I have dedicated winters and (all-season) summers, but I'm going to recommend these to my parents and anyone else I know who's too cheap or lazy for a real winter set. I've heard a lot of good things about the CC2's.
 
Yes, Eco still uses the rear motor to drive the rear wheels.

Most of the current FWD-based AWD systems will engage the rear axle upon start-off from a stop, then tapers down to FWD once up to speed. Even Audi Quattro with Ultra technology will decouple the rear axle as needed for better fuel economy.

The previous gen-CRV is that you're referring to, on a Swedish test, but that was with 2 front wheels on rollers.

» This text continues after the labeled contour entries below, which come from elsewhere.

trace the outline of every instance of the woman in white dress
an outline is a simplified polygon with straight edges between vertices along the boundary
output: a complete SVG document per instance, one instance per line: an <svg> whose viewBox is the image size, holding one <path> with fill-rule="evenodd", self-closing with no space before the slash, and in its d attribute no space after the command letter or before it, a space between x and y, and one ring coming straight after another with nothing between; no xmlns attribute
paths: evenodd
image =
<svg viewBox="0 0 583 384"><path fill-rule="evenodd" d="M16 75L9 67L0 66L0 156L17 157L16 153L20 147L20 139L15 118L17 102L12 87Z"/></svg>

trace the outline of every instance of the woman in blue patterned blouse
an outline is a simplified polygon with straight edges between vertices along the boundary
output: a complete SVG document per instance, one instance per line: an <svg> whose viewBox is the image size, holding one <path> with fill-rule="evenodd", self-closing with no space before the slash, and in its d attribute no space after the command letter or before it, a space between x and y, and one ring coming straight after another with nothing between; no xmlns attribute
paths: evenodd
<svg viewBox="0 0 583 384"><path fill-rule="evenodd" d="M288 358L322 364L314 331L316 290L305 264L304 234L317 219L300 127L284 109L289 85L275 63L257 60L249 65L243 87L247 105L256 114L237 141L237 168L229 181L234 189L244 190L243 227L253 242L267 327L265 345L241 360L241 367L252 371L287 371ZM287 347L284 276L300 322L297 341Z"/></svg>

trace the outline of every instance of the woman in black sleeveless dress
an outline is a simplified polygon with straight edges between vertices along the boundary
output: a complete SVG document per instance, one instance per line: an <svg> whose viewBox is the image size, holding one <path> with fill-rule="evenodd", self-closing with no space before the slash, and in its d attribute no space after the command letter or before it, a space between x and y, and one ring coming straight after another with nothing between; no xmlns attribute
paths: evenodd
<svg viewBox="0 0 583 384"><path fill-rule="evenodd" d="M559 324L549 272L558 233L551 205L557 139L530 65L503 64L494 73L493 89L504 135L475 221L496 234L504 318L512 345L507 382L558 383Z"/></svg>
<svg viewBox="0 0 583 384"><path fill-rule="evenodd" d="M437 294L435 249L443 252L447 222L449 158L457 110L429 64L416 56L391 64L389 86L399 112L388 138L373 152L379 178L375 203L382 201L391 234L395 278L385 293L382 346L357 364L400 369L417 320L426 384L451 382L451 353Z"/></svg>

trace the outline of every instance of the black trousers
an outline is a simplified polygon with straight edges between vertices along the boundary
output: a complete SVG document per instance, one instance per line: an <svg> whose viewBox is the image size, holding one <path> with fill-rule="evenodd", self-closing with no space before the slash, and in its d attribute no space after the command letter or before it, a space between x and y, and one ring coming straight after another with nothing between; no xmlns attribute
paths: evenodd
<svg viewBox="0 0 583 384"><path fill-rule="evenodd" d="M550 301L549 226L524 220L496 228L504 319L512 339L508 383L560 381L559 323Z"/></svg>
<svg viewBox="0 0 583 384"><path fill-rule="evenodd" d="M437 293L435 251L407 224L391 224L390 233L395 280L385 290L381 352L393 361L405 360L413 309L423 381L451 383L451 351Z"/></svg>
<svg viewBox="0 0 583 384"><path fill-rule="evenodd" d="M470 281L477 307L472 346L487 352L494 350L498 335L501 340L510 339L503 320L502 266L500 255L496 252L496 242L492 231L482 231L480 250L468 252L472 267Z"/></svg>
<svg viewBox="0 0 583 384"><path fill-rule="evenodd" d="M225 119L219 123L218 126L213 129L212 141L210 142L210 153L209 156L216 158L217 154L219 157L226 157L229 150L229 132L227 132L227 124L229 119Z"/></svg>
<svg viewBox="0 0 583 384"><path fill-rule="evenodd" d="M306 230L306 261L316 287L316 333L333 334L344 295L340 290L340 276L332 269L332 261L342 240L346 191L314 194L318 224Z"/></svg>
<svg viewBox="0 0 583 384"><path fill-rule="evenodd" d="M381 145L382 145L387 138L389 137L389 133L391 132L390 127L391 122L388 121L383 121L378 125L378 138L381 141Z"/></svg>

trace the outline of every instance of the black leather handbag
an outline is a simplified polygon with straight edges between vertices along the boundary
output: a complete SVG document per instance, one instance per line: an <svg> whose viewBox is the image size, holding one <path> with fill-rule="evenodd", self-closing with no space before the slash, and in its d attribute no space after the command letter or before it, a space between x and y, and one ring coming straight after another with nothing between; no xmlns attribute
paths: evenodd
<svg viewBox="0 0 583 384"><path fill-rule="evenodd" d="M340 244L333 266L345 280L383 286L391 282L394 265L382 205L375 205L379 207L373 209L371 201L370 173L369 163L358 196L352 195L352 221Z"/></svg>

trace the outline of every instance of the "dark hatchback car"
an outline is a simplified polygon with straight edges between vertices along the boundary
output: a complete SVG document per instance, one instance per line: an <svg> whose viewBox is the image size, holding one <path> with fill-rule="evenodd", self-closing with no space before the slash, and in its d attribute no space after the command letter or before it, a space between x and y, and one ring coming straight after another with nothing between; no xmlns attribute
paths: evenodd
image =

The current Real-time AWD fixed the problems of the previous generation.
As far as FWD based AWD systems some things are documented and some are not. My wife's car is a 2014 Rav 4 and my car is a 2018 Hyundai Kona 1.6T AWD tuner car that we tow with both. She gets the ultra lite weight pop up camper ( 1,500 lbs loaded) and I tow the boat with my car. Toyota has documentation on when sport mode is engaged it "holds" a 95% front and 5% rear AWD percentage, so some reduced form of full time AWD. When you hit sport mode in the Rav4 you feel a little push when it engages the AWD.

With my car when I engage sport mode, I get the same push. Both these cars act the exact same with sport mode is engaged. Hyundai has no documentation I have found on it's AWD, but my findings are it mimics the Rav 4's to a T. While the Rav 4 is not setup for the corners as my car is you can feel you have some sort of AWD engaged when throwing it around in the corners. You can definitely feel the AWD in the corners in the Hyundai Kona if you toggle in and out of sport mode/AWD. These modern day FWD bias AWD have great advantages even when not built extra heavy duty like Audi's non FWD bias AWD.

This is the case also with with no power being added as FWD AWD with electronically engage the AWD with medium to full engine load. While being in sport mode and coming into a high speed "on camber" sweeper where you have to lift off the throttle, the car is planted and 100% balanced and you do the same corner at the same speed and lift off the throttle the rear becomes a tad unsettled as the the AWD is not engaged. There are so many corners where the AWD pushes you out of the corner and reduces understeer by a good margin. Every bit helps having some form of power added to the rear wheels, as a tire can only grip 100%. So in a FWD car you get understeer, add 40% power to the rear and you have a good percentage of more room to add steering input or more power

When I tow my boat with the Kona AWD (1,500 loaded.) Ausi/Europe spec for a braked trailer is 2,850 lbs for this car. I always tow in sport/AWD as I get a front diff "load noise" from the transaxle if it is in "normal" FWD mode and all the load is being carried by the front diff, hit sport mode and both cars push some of the load to the rear diff and all load noise is gone. The Rav4 also has a slight sound too when towing when not in sport/AWD mode.

While nothing will match a true high end Audi/Torsen system, Subaru AWD system, and the other high end AWD systems, the modern day FWD bias system, at least how I use it for performance driving/towing is still a massive plus and I won't will live without it. Plus, since my car is a daily in Minnesota it has the advantage on snowy days/snow packed roads too. I would own a FWD bias AWD system in the Las Vegas desert, just because the advantage it gives you in the corners.